Expanding the conflict to Iran

Monday, October 01, 2007

Seymour Hersh has noted that there is a change in the strategy towards Iran.

This summer, the White House, pushed by the office of Vice-President Dick Cheney, requested that the Joint Chiefs of Staff redraw long-standing plans for a possible attack on Iran, according to former officials and government consultants. The focus of the plans had been a broad bombing attack, with targets including Iran’s known and suspected nuclear facilities and other military and infrastructure sites. Now the emphasis is on “surgical” strikes on Revolutionary Guard Corps facilities in Tehran and elsewhere, which, the Administration claims, have been the source of attacks on Americans in Iraq. What had been presented primarily as a counter-proliferation mission has been reconceived as counterterrorism.
The shift in targeting reflects three developments.

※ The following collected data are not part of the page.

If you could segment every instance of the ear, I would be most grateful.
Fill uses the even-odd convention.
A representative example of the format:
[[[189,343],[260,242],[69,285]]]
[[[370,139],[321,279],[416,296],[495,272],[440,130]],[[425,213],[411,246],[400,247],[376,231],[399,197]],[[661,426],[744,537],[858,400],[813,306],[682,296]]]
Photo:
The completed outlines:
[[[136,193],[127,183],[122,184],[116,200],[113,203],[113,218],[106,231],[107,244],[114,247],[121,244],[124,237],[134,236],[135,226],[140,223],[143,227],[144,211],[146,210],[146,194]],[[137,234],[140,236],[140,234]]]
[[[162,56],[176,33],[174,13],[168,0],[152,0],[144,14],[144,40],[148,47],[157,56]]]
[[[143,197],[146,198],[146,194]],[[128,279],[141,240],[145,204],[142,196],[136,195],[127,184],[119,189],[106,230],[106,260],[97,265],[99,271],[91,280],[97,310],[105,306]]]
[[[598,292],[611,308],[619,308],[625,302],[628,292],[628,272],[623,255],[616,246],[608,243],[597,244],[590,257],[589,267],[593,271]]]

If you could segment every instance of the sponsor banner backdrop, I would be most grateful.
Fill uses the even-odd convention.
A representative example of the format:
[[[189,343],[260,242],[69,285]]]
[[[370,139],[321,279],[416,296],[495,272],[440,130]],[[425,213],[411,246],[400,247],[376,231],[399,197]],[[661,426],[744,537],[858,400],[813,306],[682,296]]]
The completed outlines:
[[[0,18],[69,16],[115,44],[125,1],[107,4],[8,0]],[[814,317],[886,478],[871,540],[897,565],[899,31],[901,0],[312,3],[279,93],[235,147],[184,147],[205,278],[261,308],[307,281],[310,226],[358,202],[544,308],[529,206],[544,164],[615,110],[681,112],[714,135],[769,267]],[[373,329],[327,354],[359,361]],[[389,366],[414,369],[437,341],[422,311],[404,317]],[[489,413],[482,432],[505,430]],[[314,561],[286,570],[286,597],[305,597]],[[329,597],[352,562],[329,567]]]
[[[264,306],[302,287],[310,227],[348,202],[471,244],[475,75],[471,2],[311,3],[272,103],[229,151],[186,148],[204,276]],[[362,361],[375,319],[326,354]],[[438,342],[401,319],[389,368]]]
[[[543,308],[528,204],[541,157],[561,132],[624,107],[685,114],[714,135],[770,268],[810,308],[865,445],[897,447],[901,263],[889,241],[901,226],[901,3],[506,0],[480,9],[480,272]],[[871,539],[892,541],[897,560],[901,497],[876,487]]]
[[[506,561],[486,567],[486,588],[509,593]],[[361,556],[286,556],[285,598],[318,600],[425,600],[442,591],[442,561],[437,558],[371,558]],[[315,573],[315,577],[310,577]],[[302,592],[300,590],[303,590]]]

First, the President and his senior advisers have concluded that their campaign to convince the American public that Iran poses an imminent nuclear threat has failed (unlike a similar campaign before the Iraq war), and that as a result there is not enough popular support for a major bombing campaign. The second development is that the White House has come to terms, in private, with the general consensus of the American intelligence community that Iran is at least five years away from obtaining a bomb. And, finally, there has been a growing recognition in Washington and throughout the Middle East that Iran is emerging as the geopolitical winner of the war in Iraq.
During a secure videoconference that took place early this summer, the President told Ryan Crocker, the U.S. Ambassador to Iraq, that he was thinking of hitting Iranian targets across the border and that the British “were on board.” At that point, Secretary of State Condoleezza Rice interjected that there was a need to proceed carefully, because of the ongoing diplomatic track. Bush ended by instructing Crocker to tell Iran to stop interfering in Iraq or it would face American retribution.
At a White House meeting with Cheney this summer, according to a former senior intelligence official, it was agreed that, if limited strikes on Iran were carried out, the Administration could fend off criticism by arguing that they were a defensive action to save soldiers in Iraq.
So how is the plan going? Quite well if you ask some - those who are doing the finger-pointing.
The US military in Iraq said Sunday it had seized sophisticated Iranian-made surface-to-air missiles that were being used by insurgents in the war-torn country. Several Misagh-1s have been found in different locations, the military said, although it stopped short of saying the use of the weapons represented an escalation of Iranian activity in Iraq. "We've said that we've found these things, we've seen them employed. That's significant in it's own right," US military spokesman Rear Admiral Mark Fox told reporters in Baghdad.
Will the American public and Congress fall for it? Most did in regard to Iraq - sorry to say.